More than 50 years since its discovery [1, 2], levodopa remains the gold standard in the management of motor symptoms of Parkinson’s disease (PD) [3]. Although several systems are affected in PD, including dopaminergic, serotonergic, noradrenergic, cholinergic, glutamatergic, opioid and endocannabinoid systems [4], it is the loss of dopamine within the nigrostriatal pathway that leads to the emergence of the cardinal motor symptoms of PD [5]. Exogenous levodopa therapy fundamentally restores synaptic dopamine levels in the striatum, which is essential for the correct execution of movements [6]. However, despite its efficacy, long-term levodopa use is complicated by alterations in motor response, such as the development of levodopa-induced dyskinesias (LIDs) [7]. About 30% of PD patients develop LIDs after only 3 years of levodopa use [8], and approximately 80% of PD patients will develop LIDs over the course of the disease [9, 10].

The mechanisms underlying LIDs are still unclear. Levodopa induces sharp increases in striatal dopamine levels, which are particularly elevated in PD patients who experience LIDs [11]. However, the notion that LIDs are only due to high exposure to levodopa, which progressively lowers the threshold for dyskinesias until the administered concentration of levodopa needed for its antiparkinsonian action will produce LIDs, making the responses inseparable and causing pronounced motor fluctuations between an ‘on’ condition with dyskinesia and an ‘off' condition with severe parkinsonism [12], has been questioned recently [13]. In PD patients who experience LIDs, the administration of a high dose of levodopa induces an antiparkinsonian response and dyskinesias at a comparable threshold. This observation indicates that the therapeutic window between the antiparkinsonian response and dyskinesia does not exist, except for the period before the emergence of dyskinesia, and that also other pathways are needed for the development of LIDs [13]. Another recent study has corroborated this hypothesis [14•]. Elevated putaminal dopamine release was present in de novo PD patients and was associated with an increased risk of later development of LIDs.

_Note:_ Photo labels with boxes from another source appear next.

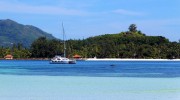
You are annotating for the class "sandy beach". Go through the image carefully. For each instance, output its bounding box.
[86,58,180,61]
[0,75,180,100]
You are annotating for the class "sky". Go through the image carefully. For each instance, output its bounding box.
[0,0,180,41]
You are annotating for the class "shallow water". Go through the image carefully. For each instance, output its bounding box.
[0,60,180,78]
[0,60,180,100]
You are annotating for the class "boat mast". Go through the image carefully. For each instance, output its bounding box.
[62,23,66,57]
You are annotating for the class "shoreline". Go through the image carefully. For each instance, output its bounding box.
[85,58,180,61]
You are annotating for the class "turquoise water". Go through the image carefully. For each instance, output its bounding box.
[0,60,180,78]
[0,60,180,100]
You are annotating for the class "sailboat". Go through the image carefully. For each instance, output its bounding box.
[50,23,76,64]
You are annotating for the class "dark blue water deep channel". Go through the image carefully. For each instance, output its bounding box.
[0,60,180,77]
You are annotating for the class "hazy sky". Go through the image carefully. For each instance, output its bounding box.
[0,0,180,41]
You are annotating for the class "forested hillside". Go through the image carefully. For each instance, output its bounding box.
[0,19,55,47]
[31,24,180,59]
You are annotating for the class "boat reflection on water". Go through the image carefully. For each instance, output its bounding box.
[50,55,76,64]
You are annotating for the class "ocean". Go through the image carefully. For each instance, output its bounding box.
[0,60,180,100]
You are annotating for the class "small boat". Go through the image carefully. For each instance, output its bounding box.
[50,23,76,64]
[50,55,76,64]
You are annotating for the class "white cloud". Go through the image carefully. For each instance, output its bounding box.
[113,9,144,16]
[0,2,88,16]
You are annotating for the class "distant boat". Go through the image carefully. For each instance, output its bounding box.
[50,23,76,64]
[50,55,76,64]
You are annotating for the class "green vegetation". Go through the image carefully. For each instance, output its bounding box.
[0,24,180,59]
[0,19,55,47]
[31,24,180,59]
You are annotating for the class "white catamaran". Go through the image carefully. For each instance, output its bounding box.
[50,23,76,64]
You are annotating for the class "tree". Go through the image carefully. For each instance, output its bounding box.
[129,24,137,32]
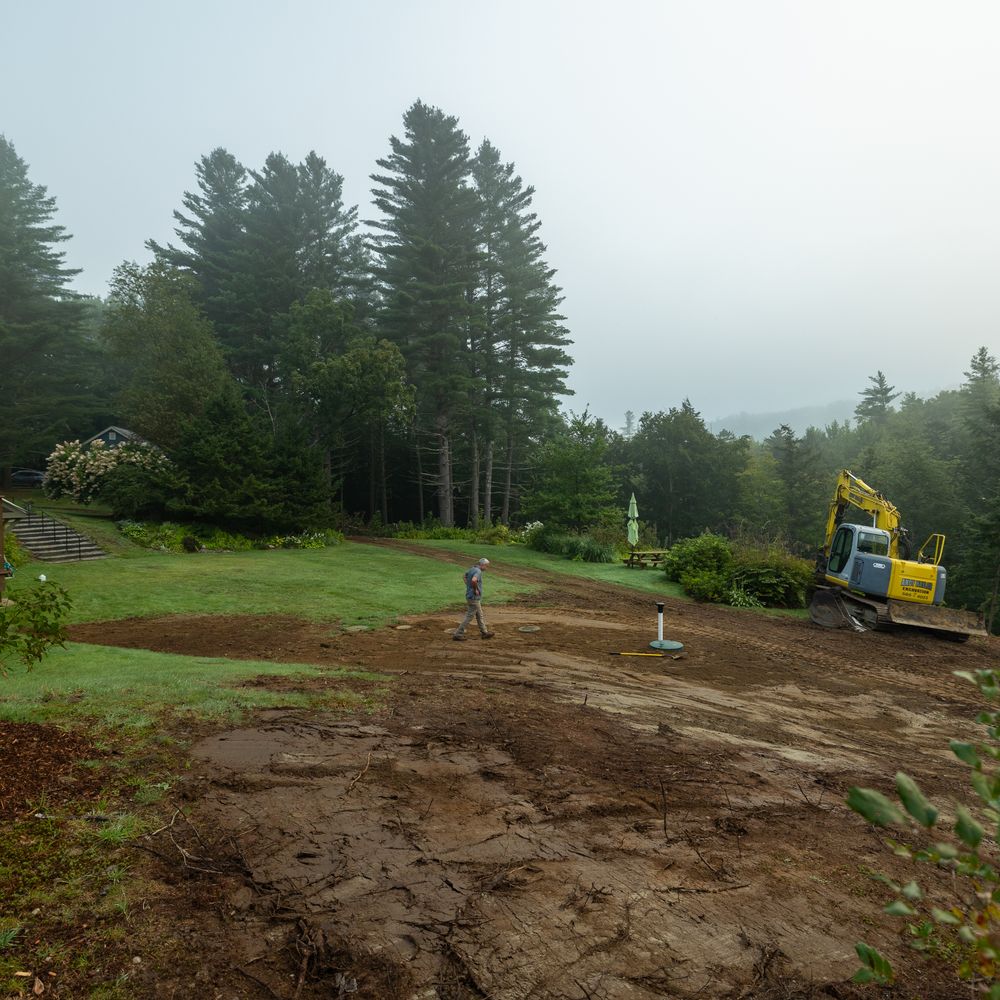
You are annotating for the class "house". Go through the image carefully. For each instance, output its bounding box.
[81,424,149,448]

This suggests that early compensatory changes in striatal dopamine turnover could be a disease-intrinsic predisposing factor for the development of LIDs, maybe due to changes in non-dopaminergic pathways and not related to the long-term exposure to levodopa [14•]. A large number of studies have demonstrated that LIDs rely on a sequence of events, including abnormalities in corticostriatal neurotransmission, postsynaptic changes in proteins and gene expression, altered neuronal firing and plasticity [15, 16].

Molecular imaging modalities are able to identify minimal alterations at the nanomolecular level, and this is a prerequisite to understand subtle changes in brain activity [17, 18]. Positron emission tomography (PET) molecular probes bind a target, such as a receptor, a transporter or an enzyme, with high specificity and power of resolution [17]. PET molecular imaging has revolutionized the possibilities to gain insight into human brain biology and beyond this to understand the physiology and the pathophysiology of neurological diseases [17, 18]. PET radiotracers have provided invaluable insight into the mechanisms underlying LIDs, and have been used to measure dopaminergic [19], serotonergic [20], noradrenergic [21], cholinergic [22], glutamatergic [23], adenosinergic [24], opioid [25] and cannabinoid systems [24], phosphodiesterases [26] and other targets [27].

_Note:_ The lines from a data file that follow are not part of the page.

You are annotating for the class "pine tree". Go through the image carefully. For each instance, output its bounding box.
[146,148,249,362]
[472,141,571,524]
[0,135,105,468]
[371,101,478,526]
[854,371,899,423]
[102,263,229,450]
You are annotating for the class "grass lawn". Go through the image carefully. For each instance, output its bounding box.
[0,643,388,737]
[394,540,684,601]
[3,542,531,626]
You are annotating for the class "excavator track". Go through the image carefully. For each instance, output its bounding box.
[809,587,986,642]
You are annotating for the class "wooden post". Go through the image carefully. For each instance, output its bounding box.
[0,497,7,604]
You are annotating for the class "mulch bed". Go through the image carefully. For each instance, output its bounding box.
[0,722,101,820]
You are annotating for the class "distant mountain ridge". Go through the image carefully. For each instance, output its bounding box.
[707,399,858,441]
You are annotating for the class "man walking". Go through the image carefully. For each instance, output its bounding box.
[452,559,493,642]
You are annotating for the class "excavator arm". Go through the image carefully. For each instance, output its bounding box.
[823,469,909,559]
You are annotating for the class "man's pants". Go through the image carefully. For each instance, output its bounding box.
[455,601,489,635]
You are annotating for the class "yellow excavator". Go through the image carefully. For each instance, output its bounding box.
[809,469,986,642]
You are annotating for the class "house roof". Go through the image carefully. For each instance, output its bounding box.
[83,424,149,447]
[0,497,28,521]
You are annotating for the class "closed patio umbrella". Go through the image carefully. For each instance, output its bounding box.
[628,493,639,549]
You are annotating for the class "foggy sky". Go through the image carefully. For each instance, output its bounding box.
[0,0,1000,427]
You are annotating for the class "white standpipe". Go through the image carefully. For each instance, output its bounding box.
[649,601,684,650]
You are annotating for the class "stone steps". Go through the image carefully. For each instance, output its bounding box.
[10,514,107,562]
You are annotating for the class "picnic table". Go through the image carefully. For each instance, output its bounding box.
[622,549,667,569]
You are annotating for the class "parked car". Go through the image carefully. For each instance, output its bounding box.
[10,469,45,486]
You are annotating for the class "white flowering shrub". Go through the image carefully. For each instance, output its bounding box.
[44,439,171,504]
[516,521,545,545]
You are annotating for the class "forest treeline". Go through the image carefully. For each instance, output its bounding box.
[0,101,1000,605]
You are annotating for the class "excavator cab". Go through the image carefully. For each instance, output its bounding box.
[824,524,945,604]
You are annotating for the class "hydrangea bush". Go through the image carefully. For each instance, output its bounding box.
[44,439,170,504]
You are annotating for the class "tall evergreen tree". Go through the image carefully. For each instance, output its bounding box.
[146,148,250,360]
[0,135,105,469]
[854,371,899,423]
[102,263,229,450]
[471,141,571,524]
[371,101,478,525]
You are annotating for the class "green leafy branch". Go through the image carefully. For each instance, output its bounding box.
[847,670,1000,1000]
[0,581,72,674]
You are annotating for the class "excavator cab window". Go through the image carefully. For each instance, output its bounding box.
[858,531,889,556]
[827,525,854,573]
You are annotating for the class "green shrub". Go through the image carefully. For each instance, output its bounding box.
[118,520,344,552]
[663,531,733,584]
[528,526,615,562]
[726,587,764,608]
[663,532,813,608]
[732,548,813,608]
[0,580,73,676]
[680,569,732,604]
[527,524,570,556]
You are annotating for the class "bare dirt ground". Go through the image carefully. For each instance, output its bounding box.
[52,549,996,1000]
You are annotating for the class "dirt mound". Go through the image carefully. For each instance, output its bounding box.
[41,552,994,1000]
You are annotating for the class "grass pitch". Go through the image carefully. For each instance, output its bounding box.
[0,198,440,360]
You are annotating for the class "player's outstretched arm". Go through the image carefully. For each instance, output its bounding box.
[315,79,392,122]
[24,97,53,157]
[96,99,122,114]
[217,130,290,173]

This review describes the current status of PET molecular imaging of LIDs, and its relation with the underlying mechanisms of PD.

Presynaptic and Postsynaptic Mechanisms of LIDs

Multiple components of the network between basal nuclei and cortex have been recognized as a substrate for the development of LIDs. At the molecular level, changes in signal transduction and neurotransmission occurring in specific populations of neurons have been linked to the emergence of LIDs [16].

The main component needed for the development of LIDs is a moderate-to-severe loss of dopaminergic terminals in the dorsal putamen, associated with the incapacity of the terminals to store dopamine. In this condition, the same amount of levodopa administered induces higher release of dopamine in the extracellular space [28]. At the same time, in the absence of enough intact dopaminergic terminals, exogenous levodopa is metabolized in other terminals expressing the enzyme aromatic l-amino acid decarboxylase (AADC), such as serotonergic and noradrenergic terminals, which do not possess the molecular machinery to properly control the release of dopamine. This results in higher swings in synaptic levels of dopamine and pulsatile stimulation of postsynaptic receptors located on striatal projection neurons [29].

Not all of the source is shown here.